# <span style="color:brown"> Variational Auto Encoder (VAE)

### <span style="color:blue"> by Victor I. Afolabi

Autoencoders are a type of neural network that can be used to learn efficient codings of input data. Given some inputs, the network first applies a series of transformations that map the input data into a lower dimensional space. This part of the network is called the ***encoder***.

Then, the network uses the encoded data to try and recreate the inputs. This part of the network is the ***decoder***. Using the encoder, we can compress data of the type that is understood by the network. However, autoencoders are rarely used for this purpose, as usually there exist hand-crafted algorithms (like jpg-compression) that are more efficient.

Instead, autoencoders have repeatedly been applied to perform de-noising tasks. The encoder receives pictures that have been tampered with noise, and it learns how to reconstruct the original images.

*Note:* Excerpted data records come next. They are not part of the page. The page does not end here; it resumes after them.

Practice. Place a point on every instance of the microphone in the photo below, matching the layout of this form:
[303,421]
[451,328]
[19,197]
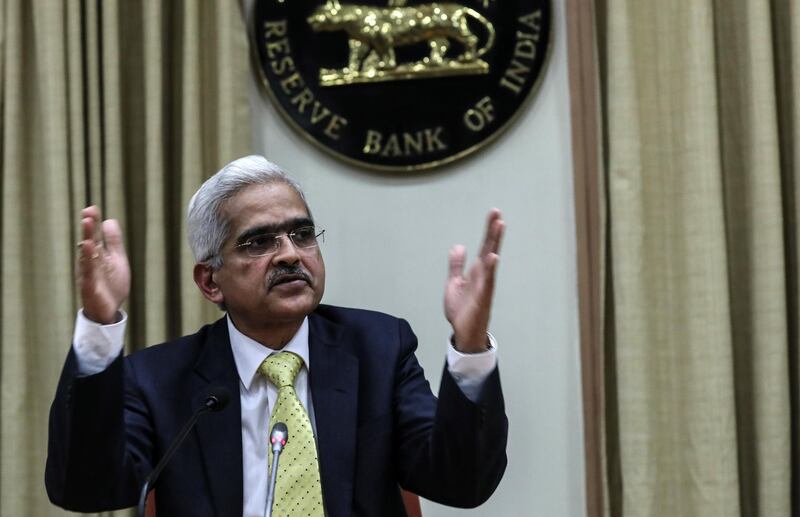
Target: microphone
[216,400]
[278,438]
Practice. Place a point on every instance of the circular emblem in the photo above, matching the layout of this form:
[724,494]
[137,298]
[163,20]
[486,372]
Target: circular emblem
[397,85]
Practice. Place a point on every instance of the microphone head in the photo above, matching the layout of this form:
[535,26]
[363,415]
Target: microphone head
[218,397]
[279,436]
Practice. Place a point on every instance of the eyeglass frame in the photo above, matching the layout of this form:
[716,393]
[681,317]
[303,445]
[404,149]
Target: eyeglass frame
[247,245]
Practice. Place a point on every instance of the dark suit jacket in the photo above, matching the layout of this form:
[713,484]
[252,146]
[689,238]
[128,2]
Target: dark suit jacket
[378,425]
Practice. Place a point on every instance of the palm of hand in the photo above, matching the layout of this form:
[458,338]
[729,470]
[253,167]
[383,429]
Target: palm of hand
[103,271]
[468,298]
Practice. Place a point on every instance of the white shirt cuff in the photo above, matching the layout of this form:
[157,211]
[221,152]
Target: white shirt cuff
[95,345]
[470,370]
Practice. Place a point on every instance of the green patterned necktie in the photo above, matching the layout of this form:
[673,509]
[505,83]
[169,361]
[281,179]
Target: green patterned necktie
[298,490]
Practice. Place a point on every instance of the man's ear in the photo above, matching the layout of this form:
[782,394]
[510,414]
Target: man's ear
[204,278]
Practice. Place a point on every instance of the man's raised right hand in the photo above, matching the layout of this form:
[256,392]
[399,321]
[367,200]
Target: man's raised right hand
[103,273]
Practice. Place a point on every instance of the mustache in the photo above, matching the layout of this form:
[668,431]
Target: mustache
[285,273]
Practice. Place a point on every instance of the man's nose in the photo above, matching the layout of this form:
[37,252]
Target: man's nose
[287,252]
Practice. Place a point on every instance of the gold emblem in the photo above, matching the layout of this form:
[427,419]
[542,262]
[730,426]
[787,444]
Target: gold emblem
[373,34]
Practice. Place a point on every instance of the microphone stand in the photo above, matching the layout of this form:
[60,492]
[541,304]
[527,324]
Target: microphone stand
[278,438]
[212,403]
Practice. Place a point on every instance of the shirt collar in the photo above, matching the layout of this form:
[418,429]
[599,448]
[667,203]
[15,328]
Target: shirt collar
[248,354]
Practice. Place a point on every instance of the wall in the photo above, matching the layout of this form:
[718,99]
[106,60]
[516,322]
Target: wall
[386,249]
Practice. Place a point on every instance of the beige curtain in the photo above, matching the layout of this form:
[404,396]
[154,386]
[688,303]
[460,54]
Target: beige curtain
[129,104]
[701,117]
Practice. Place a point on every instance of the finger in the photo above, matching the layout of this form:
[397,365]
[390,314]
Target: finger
[494,232]
[112,235]
[457,259]
[90,222]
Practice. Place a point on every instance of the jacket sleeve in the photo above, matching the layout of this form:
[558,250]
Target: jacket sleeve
[452,451]
[96,461]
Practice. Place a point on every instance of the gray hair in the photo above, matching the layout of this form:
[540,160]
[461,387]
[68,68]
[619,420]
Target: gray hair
[206,227]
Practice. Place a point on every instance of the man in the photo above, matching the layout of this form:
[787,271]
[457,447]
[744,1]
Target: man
[372,420]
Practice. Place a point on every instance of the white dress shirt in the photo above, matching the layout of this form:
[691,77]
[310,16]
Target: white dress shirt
[96,346]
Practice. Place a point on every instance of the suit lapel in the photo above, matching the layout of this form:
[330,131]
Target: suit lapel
[220,435]
[334,391]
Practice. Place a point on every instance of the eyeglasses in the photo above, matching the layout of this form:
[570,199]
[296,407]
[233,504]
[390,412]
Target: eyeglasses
[304,237]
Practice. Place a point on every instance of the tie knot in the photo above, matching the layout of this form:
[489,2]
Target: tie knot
[281,368]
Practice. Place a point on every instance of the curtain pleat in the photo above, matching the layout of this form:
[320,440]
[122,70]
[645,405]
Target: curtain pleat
[700,120]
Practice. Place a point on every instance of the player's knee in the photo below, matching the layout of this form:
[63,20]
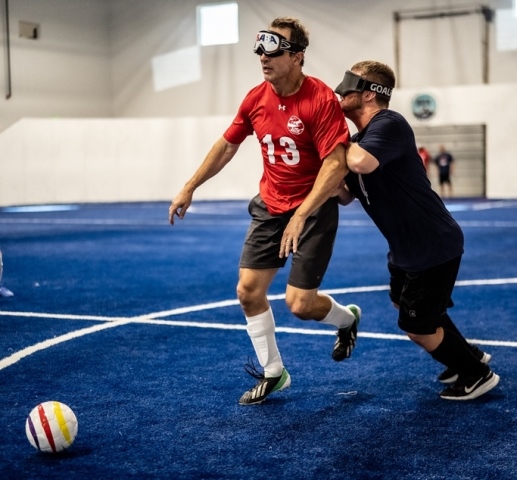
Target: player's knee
[299,307]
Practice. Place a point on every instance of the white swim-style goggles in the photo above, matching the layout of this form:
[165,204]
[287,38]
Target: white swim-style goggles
[272,44]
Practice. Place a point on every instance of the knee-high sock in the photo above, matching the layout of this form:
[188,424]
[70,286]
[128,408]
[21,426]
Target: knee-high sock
[261,330]
[339,315]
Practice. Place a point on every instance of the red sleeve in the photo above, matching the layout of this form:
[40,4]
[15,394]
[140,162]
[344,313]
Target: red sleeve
[330,128]
[241,126]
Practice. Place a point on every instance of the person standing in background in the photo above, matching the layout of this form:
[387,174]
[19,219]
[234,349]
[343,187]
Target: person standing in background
[444,163]
[425,156]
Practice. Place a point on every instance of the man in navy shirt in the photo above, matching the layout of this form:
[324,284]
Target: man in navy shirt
[425,242]
[443,162]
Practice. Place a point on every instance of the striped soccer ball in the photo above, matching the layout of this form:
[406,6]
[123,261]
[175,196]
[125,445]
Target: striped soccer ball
[51,427]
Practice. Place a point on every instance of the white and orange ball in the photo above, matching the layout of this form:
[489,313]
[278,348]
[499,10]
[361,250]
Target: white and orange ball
[51,427]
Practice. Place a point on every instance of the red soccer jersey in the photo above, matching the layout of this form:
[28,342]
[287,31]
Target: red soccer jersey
[295,133]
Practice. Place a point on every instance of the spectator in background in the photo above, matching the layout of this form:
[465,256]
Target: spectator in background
[425,156]
[444,163]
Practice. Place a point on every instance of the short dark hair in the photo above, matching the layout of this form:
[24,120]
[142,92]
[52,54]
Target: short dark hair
[299,34]
[379,73]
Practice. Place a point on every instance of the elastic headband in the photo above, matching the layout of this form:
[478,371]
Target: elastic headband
[355,83]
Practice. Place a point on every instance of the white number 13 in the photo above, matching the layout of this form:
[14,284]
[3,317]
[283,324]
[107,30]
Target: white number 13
[291,155]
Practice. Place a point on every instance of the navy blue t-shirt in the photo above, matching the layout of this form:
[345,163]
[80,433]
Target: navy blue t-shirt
[398,197]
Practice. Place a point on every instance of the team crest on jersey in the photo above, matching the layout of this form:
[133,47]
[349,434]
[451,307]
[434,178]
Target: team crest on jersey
[295,125]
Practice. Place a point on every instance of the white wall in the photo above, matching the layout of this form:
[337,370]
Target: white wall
[85,124]
[65,72]
[61,161]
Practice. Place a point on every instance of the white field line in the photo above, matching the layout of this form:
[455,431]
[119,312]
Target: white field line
[154,318]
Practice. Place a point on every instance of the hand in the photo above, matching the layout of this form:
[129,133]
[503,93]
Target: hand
[292,232]
[180,205]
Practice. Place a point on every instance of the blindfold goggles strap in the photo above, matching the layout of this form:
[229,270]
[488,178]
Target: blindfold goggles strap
[272,43]
[355,83]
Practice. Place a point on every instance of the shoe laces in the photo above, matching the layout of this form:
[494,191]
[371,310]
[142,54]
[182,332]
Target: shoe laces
[251,369]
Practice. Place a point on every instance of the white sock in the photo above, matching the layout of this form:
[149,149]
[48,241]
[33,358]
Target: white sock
[339,315]
[261,330]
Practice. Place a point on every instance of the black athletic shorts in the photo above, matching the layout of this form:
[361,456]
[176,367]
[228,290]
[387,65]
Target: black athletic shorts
[310,262]
[423,297]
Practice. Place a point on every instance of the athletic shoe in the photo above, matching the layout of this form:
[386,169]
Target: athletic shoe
[450,376]
[265,386]
[346,337]
[468,388]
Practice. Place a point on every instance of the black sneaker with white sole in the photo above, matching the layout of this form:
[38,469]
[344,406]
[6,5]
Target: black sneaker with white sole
[450,376]
[468,388]
[347,337]
[265,386]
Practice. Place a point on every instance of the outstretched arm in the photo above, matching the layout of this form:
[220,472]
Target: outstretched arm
[218,156]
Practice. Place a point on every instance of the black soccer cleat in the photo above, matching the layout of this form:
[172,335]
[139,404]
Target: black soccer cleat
[450,376]
[468,388]
[265,386]
[347,337]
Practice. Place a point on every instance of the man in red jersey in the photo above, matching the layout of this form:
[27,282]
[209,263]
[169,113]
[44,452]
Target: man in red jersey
[302,134]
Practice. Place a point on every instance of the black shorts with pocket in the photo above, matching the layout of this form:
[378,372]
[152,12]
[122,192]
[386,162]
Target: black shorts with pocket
[423,297]
[310,262]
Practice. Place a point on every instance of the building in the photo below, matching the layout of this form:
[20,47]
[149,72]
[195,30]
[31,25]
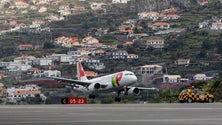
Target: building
[46,61]
[201,77]
[25,47]
[52,73]
[91,74]
[155,43]
[61,58]
[24,60]
[98,6]
[90,40]
[16,94]
[182,62]
[171,78]
[147,73]
[13,67]
[160,26]
[119,55]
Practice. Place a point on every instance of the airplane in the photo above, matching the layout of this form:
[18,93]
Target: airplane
[116,82]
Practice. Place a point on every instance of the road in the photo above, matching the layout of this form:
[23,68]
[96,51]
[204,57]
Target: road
[110,114]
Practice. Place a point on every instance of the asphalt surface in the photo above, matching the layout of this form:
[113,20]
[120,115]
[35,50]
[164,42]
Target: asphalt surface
[112,114]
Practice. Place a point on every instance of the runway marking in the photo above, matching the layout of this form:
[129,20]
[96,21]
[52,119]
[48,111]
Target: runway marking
[115,121]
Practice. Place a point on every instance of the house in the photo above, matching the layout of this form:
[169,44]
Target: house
[98,6]
[147,73]
[148,15]
[13,67]
[119,1]
[100,52]
[201,77]
[216,25]
[42,9]
[26,47]
[2,76]
[2,91]
[78,53]
[170,10]
[65,12]
[89,40]
[21,5]
[94,64]
[45,61]
[82,58]
[182,62]
[171,78]
[150,69]
[79,8]
[61,58]
[204,24]
[168,17]
[160,25]
[155,43]
[67,42]
[119,55]
[91,74]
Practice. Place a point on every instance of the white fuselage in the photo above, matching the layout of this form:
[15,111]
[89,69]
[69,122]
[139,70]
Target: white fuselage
[112,82]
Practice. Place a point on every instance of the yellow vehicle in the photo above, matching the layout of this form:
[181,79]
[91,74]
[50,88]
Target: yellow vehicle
[195,95]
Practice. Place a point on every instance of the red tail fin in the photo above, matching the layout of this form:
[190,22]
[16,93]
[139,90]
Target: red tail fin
[80,72]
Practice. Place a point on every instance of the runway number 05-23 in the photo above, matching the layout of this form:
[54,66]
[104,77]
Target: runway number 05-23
[73,100]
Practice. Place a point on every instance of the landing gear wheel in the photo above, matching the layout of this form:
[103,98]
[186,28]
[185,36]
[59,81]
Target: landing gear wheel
[117,99]
[92,96]
[211,100]
[189,100]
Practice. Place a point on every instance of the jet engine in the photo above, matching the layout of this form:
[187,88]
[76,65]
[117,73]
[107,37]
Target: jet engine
[133,91]
[94,86]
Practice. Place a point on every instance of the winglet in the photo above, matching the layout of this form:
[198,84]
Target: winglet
[81,73]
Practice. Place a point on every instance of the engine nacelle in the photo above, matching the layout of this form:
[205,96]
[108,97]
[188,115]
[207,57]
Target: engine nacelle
[133,91]
[94,86]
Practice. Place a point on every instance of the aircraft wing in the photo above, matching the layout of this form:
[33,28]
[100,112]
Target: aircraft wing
[144,88]
[73,81]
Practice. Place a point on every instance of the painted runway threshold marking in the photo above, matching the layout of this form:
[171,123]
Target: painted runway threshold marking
[116,121]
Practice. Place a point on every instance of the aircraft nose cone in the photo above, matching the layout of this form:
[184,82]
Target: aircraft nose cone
[134,79]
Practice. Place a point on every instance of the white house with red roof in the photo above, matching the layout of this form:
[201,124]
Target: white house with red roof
[216,25]
[67,42]
[132,56]
[160,25]
[25,47]
[89,40]
[24,59]
[21,4]
[155,43]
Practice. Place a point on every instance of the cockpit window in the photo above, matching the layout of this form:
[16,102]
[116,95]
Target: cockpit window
[129,74]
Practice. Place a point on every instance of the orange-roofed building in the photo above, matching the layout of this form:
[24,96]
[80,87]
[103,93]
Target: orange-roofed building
[160,25]
[132,56]
[100,52]
[170,10]
[91,74]
[2,76]
[25,47]
[128,43]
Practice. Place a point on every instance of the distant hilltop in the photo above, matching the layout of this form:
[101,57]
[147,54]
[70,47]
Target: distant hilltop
[157,5]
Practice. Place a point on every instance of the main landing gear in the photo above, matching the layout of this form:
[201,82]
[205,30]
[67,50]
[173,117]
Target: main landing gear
[91,96]
[118,99]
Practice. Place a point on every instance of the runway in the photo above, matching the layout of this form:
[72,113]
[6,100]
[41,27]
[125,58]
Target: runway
[110,114]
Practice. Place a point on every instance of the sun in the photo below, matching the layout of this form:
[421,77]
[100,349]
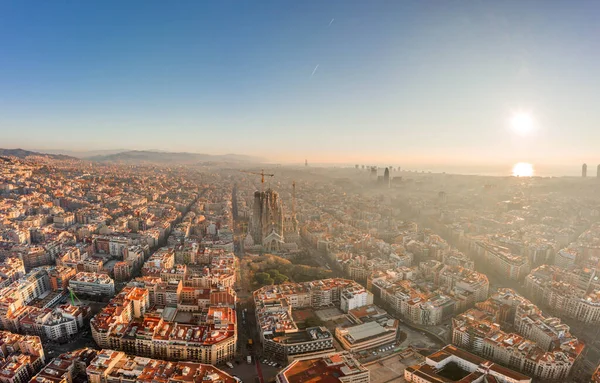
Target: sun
[522,123]
[523,169]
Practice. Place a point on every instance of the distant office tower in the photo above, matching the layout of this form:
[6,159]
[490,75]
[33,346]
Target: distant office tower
[386,177]
[234,209]
[442,197]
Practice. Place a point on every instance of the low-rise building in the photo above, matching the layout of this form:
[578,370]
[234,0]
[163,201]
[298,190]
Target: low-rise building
[335,368]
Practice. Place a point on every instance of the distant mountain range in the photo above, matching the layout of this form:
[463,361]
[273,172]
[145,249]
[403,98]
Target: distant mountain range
[167,158]
[156,157]
[22,153]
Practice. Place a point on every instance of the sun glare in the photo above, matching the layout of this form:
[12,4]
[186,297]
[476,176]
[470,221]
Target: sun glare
[522,123]
[523,169]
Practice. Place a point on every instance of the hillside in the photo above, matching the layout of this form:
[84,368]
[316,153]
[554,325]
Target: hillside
[168,158]
[23,154]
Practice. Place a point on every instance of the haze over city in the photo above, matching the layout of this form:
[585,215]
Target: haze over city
[424,85]
[299,192]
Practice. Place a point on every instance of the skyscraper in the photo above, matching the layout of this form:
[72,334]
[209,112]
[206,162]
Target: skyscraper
[386,177]
[234,208]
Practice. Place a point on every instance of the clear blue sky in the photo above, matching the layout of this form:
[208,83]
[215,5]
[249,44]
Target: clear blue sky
[397,81]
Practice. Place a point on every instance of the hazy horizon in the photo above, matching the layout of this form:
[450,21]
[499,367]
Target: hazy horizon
[335,82]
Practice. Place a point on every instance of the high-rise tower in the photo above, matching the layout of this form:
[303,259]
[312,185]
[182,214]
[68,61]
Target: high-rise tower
[386,177]
[234,209]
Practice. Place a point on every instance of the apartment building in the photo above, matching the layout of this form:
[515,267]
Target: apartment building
[126,324]
[472,368]
[543,347]
[92,284]
[112,366]
[280,335]
[503,261]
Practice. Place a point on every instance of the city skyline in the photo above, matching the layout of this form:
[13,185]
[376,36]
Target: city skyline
[340,82]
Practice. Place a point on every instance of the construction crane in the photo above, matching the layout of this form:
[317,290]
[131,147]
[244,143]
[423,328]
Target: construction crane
[262,175]
[73,297]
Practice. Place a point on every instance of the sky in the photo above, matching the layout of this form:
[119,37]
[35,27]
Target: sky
[398,82]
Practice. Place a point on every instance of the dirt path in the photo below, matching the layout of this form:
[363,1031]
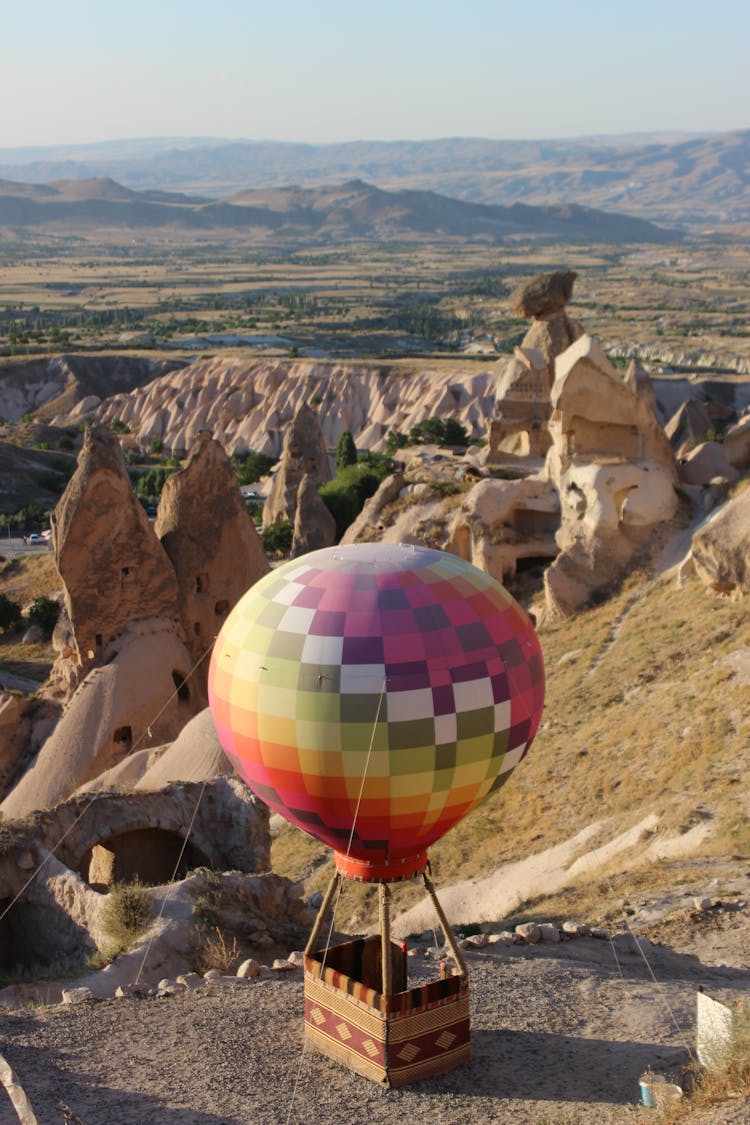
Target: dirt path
[560,1036]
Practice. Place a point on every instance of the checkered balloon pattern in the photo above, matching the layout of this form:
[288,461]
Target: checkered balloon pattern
[375,694]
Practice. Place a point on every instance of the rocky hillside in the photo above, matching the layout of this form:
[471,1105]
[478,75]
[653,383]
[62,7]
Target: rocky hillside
[54,384]
[352,210]
[249,403]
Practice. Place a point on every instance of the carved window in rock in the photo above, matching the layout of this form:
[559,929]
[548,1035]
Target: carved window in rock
[180,682]
[123,738]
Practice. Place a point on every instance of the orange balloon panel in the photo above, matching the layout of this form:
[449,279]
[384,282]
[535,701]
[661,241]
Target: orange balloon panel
[375,694]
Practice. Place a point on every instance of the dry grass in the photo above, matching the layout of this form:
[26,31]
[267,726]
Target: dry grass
[28,576]
[217,953]
[713,1088]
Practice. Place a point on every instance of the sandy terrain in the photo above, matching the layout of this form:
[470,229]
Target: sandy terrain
[560,1035]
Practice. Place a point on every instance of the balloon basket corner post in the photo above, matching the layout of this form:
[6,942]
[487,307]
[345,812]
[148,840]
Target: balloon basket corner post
[361,1011]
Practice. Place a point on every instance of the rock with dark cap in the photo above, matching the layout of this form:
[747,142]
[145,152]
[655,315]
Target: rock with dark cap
[544,295]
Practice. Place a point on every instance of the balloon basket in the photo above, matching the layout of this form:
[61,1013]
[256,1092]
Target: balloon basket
[386,1031]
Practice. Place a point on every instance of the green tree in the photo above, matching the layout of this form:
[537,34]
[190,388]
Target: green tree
[277,538]
[44,613]
[10,614]
[345,451]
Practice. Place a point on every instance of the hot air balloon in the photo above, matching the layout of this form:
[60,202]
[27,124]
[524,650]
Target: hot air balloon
[373,695]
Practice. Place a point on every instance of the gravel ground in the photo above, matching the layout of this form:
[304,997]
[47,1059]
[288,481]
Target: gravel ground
[560,1035]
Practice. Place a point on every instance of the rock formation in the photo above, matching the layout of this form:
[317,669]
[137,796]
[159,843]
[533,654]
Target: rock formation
[250,403]
[721,548]
[127,678]
[737,443]
[305,455]
[141,696]
[211,542]
[114,568]
[520,426]
[688,426]
[119,837]
[706,464]
[502,524]
[614,471]
[314,524]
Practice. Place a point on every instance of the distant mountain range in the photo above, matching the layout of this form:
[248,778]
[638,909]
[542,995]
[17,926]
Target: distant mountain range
[663,178]
[351,210]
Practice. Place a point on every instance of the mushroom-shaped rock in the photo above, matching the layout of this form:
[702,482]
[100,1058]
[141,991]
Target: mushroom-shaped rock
[543,295]
[211,541]
[613,469]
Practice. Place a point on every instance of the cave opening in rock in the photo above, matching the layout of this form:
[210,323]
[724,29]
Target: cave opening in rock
[29,944]
[180,682]
[146,855]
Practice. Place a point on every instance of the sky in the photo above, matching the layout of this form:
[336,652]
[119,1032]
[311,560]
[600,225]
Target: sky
[80,71]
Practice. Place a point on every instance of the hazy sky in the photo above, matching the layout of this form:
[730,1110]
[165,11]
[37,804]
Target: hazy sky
[75,71]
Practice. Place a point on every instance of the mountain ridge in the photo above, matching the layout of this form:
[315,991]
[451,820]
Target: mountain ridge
[666,177]
[353,209]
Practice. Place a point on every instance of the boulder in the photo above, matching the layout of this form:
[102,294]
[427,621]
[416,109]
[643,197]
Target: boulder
[304,453]
[721,548]
[314,524]
[114,568]
[210,539]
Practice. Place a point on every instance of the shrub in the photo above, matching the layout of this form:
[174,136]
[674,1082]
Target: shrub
[345,495]
[277,538]
[125,915]
[10,614]
[44,613]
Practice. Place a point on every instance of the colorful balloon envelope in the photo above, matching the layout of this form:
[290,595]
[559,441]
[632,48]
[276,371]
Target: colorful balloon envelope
[376,694]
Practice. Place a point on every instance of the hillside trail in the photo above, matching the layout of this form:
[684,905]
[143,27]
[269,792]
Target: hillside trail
[674,555]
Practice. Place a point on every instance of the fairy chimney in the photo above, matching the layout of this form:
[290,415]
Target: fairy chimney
[208,534]
[304,455]
[114,568]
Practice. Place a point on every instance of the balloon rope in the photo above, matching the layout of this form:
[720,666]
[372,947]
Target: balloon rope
[367,766]
[171,881]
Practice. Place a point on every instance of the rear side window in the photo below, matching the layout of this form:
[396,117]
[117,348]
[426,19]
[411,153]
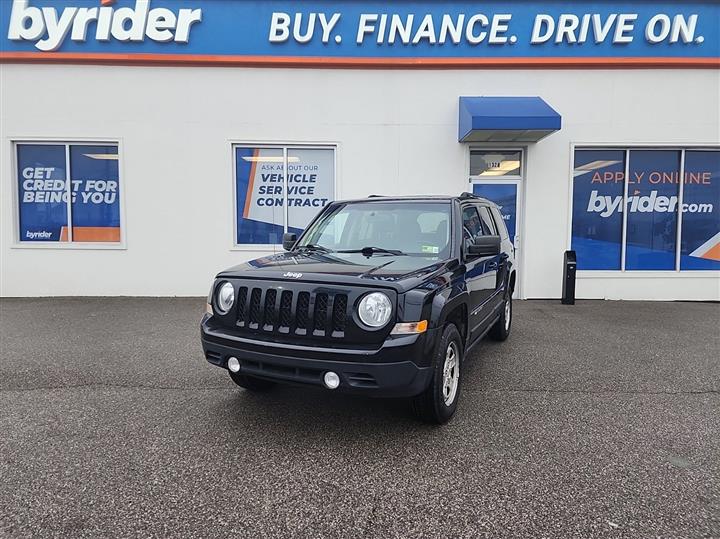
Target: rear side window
[502,229]
[487,220]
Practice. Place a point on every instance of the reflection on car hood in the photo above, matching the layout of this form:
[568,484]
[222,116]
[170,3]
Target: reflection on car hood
[402,272]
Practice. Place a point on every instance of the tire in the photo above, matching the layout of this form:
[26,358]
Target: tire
[501,330]
[438,402]
[250,382]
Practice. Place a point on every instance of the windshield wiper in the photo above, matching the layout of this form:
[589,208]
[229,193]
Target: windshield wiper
[369,251]
[313,247]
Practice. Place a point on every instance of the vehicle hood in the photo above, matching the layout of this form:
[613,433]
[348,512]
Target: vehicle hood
[398,272]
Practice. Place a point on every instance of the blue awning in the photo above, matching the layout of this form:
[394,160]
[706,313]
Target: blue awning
[506,119]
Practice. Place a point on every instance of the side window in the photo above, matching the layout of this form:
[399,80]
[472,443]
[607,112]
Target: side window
[487,221]
[472,226]
[502,229]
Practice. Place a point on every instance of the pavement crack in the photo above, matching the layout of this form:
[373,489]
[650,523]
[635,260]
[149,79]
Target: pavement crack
[117,386]
[601,391]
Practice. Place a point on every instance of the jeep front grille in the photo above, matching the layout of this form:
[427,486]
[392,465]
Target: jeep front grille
[318,314]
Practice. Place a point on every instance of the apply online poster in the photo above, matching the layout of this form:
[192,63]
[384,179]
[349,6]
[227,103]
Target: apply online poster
[652,206]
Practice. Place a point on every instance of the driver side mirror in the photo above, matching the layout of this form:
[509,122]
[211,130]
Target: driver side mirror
[485,246]
[289,240]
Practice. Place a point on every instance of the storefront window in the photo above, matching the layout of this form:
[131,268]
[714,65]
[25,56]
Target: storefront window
[495,164]
[260,184]
[598,179]
[657,208]
[85,209]
[652,201]
[701,212]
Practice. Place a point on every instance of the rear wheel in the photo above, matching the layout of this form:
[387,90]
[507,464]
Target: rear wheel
[438,402]
[250,382]
[501,330]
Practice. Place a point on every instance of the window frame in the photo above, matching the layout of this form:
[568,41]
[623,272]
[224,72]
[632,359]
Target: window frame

One such application for *autoencoders* is called the **variational autoencoder**. Using variational autoencoders, it’s not only possible to compress data — it’s also possible to generate new objects of the type the autoencoder has seen before.

In [None]:
import sys
import os
import datetime as dt

import numpy as np
import tensorflow as tf
import matplotlib.pyplot as plt

%matplotlib inline

## Load in dataset

In [None]:
from tensorflow.examples.tutorials.mnist import input_data
data = input_data.read_data_sets('datasets/MNIST', one_hot=True)

## Hyperparameters

In [None]:
# Input
image_size = 28
image_channel = 1
image_size_flat = image_size * image_size * image_channel
image_shape = [image_size, image_size, image_channel]

# Network
keep_prob = 0.8
n_latent = 8
decoder_units = int(32 * image_channel / 2)

# Training
learning_rate=1e-3
batch_size = 24
iterations = 10000
log_step = 100
viz_step = 500

## Model's placeholders

In [None]:
tf.reset_default_graph()

X = tf.placeholder(tf.float32, shape=[None, image_size_flat], name='X_placeholder')
y = tf.placeholder(tf.float32, shape=[None, image_size_flat], name='y_placeholder')

### Helpers

In [None]:
def leakyReLU(X, alpha=0.3):
    return tf.maximum(X, tf.multiply(X, alpha))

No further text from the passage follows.